Therefore, without waiting for his permission, she handed the cup to Herbert, who proceeded to taste it.

Abner Holden frowned, but neither Herbert nor the housekeeper took much notice of it. The latter was somewhat surprised at this new freak on the part of Abner, as he had never tried to deprive any of Herbert's predecessors of tea or coffee. But the fact was, Mr. Holden disliked Herbert, and was disposed to act the petty tyrant over him. He had neither forgotten nor forgiven the boy's spirited defiance when they first met, nor his refusal to surrender into his hands the five dollars which the doctor had given him.

Feeling tired by eight o'clock, Herbert went up to his garret room and undressed himself. An instinct of caution led him to take out the money in his porte-monnaie, and put it in his trunk, which he then locked, and put the key under the sheet, so that no one could get hold of it without awakening him. This precaution proved to be well taken.

Herbert lay down upon the bed, but did not immediately go to sleep. He could not help thinking of his new home, and the new circumstances in which he was placed. He did not feel very well contented, and felt convinced from what he had already seen of Mr. Holden, that he should never like him. Then thoughts of his mother, and of her constant and tender love, and the kind face he would never more see on earth, swept over him, and almost unmanned him. To have had her still alive he would have been content to live on dry bread and water.

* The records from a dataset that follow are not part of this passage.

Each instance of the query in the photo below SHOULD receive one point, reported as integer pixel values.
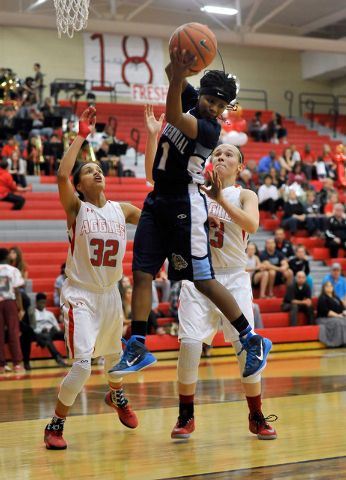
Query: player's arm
(174, 110)
(131, 213)
(247, 217)
(153, 128)
(69, 201)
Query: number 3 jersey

He thought, too, of the doctor's family and their kindness. How different it would have been if he might have continued to find a home with them! But when he was tempted to repine, the thought of his mother's Christian instructions came to him, and he was comforted by the reflection, that whatever happened to him was with the knowledge of his Father in heaven, who would not try him above his strength.

Try and trust! That was almost the last advice his mother had given him, as the surest way of winning the best success.

"Yes," he thought, "I will try and trust, and leave the rest with God."

Meanwhile Mr. Holden had not been able to keep out of his head the five dollars which he knew Herbert possessed. He was a mean man, and wished to appropriate it to his own use. Besides this, he was a stubborn man, and our hero's resistance only made him the more determined to triumph over his opposition by fair means or foul. It struck him that it would be a good idea to take advantage of our hero's slumber, and take the money quietly from his pocketbook while he was unconscious.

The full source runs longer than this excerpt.